¿Cómo sabía la gente de la segunda década del siglo XX que estaba en una guerra mundial? Por aquellos años, existían multitud de guerras en desarrollo a lo largo del planeta: Japón y Rusia estaban enfrascados en un David y Goliat territorial; los eternos conflictos en un Imperio Otomano en decadencia plantaban las semillas de la actualidad.
En Medio Oriente; las potencias occidentales que durante el siglo XIX se disputaron la hegemonía mundial, mientras combatían en campos de batallas africanos, oceánicos, asiáticos y americanos.

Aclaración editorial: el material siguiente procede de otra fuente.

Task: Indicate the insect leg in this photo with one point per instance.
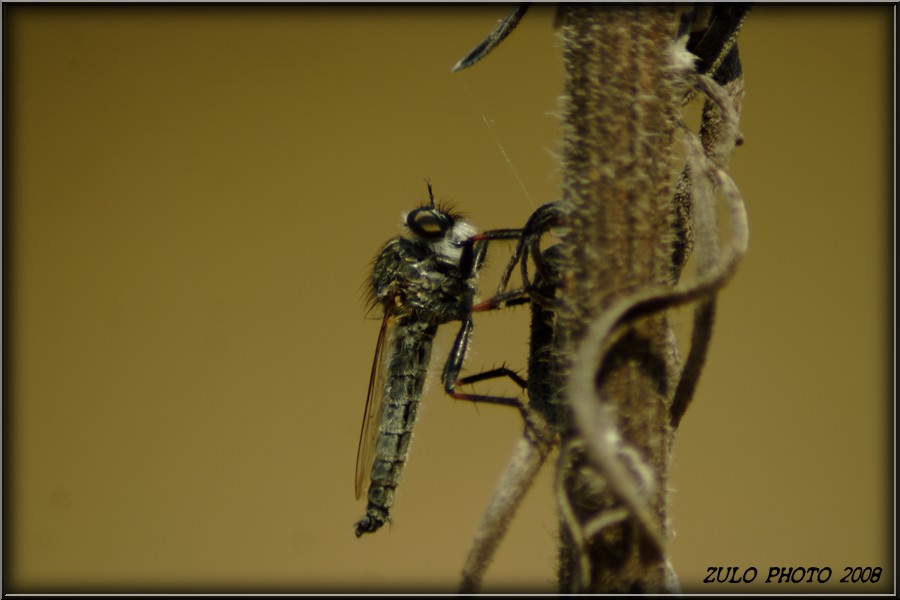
(454, 365)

Y las revoluciones en América Latina son breves ejemplos de que la paz no tuvo un minuto de aliento durante los dos siglos pasados; la historia contemporánea de la humanidad se ha visto manchada de sangre, de conflictos, de una lucha natural -porque parece que es intrínsecamente humano disputarse un territorio a cuesta de lo que sea- que no cesa.
Por eso, ahora que observo el panorama actual de la humanidad, no me alienta la intranquilidad con la que existimos. Sí, no a todos nos afecta directamente la violencia que cercena familias en México, y mucho menos nos aluden las muertes de inmigrantes en el Mediterráneo o el conflicto tribal y religioso en República Centroafricana, los bombazos en Kabul o la pobreza yemení, pero de lo que se puede tener claridad es que las guerras están más presentes que nunca.
Lo que sucedió en París en noviembre de 2015 fue un golpe más, un llamado de atención a la pasividad occidental. Fue, sin lugar a dudas, el ataque terrorista sobre las potencias mundiales más coordinado desde el 11 de septiembre. Y desde entonces, el brazo inamovible de la violencia ha continuado cercenando vidas en todo el mundo. Es una guerra sin fin.
Y es una prueba que, en el futuro, podría indicarnos que este nuevo milenio inició no con una guerra mundial en la que dos ejes se disputaban directamente el control del poder, pero sí con una serie de combates a través del planeta: un estado de guerra mundial.
No es la globalización, no es la inmigración, no son las religiones: es el poder. Son las ansias naturales del humano a controlar todo lo que lo circunda. Y si alguien me pregunta si en el futuro seremos capaces de desnaturalizar nuestra búsqueda por el control territorial y anteponer nuestras artificiales e intelectuales reflexiones filosóficas sobre la paz y la armonía, mi respuesta es que no lo sé.
Pero ojalá que así sea, porque si de algo necesitamos es de la certeza que tanto avance tecnológico y racional no han sido victorias en vano.
Mientras tanto, en paz descansen todos aquellos seres vivos que han caído bajo las garras de nuestros territorialismos y brutalidad humanos. Tantas vidas -animales, herbáceas y humanas- perdidas en pos de un futuro mejor que parecen jamás llegar.